Alongside the construction of the new hospital, there is a significant programme of work to prepare for its opening. This is the new children's hospital programme, which is overseen by the CHI board, and is essentially the commissioning. It involves the ongoing integration of hospitals and workforces, which is under way, the commissioning process for the new children's hospital, which is at an advanced stage, and the implementation of the new digital or electronic health records system, which is also at an advanced stage with the design and configuration phase concluded. There is a dedicated transformation director in CHI. This director has responsibility for the children's hospital programme. The programme is supported by commissioning experts Newpark Healthcare, which has commissioned 24 hospitals around the world.
Under the revised governance structures approved by Government in November 2021, the national oversight group oversees and monitors the progress of the children's hospital project and programme. The group, which is chaired by my Secretary General, Robert Watt, is informed by the lead director, Mr. Patrick Lynch, who engages continually with both the national paediatric hospital development board and CHI.

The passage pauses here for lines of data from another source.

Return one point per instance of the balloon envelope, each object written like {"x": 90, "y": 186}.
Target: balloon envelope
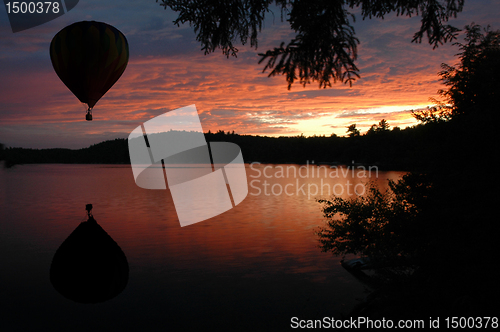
{"x": 89, "y": 57}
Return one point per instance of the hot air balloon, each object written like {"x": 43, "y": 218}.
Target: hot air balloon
{"x": 89, "y": 57}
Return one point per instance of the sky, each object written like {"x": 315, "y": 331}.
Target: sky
{"x": 167, "y": 70}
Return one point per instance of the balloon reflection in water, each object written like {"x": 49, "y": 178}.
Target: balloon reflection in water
{"x": 89, "y": 266}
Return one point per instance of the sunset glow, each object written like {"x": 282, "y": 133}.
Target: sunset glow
{"x": 167, "y": 70}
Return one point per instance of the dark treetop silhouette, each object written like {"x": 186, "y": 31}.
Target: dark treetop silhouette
{"x": 324, "y": 48}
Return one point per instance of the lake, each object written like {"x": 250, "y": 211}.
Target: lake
{"x": 252, "y": 268}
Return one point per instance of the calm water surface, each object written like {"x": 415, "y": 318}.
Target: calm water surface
{"x": 252, "y": 268}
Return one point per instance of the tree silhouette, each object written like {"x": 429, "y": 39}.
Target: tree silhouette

As part of the oversight measures and to enable a smooth transition to the new hospital, my Department and the HSE requested an expert external review of CHI's operational readiness to commission and commence operations at the new children's hospital. This represented important due diligence. The operational readiness review was led by an international expert with extensive clinical and change management experience. After this, an implementation plan informed by the recommendations of the review was drafted by the HSE and CHI. The implementation plan was submitted to the national oversight group, which reviewed and accepted it. CHI's progress against the implementation plan is being monitored closely by the lead director with progress reported to the national oversight group, which is chaired by my Department's Secretary General.
The Government is committed to seeing the new children's hospital open for the treatment of the children of this island as soon as possible. On 2 October, BAM submitted an updated programme to the board confirming that the date on which it believes it can achieve substantial completion of the hospital is June 2025. That programme must be subject to scrutiny and review by the independent contract administrator, the employer's representative, to determine its contractual compliance and validity. We all want to see this much-needed and much-anticipated hospital open for children, for their families and for our dedicated healthcare professionals without further delay.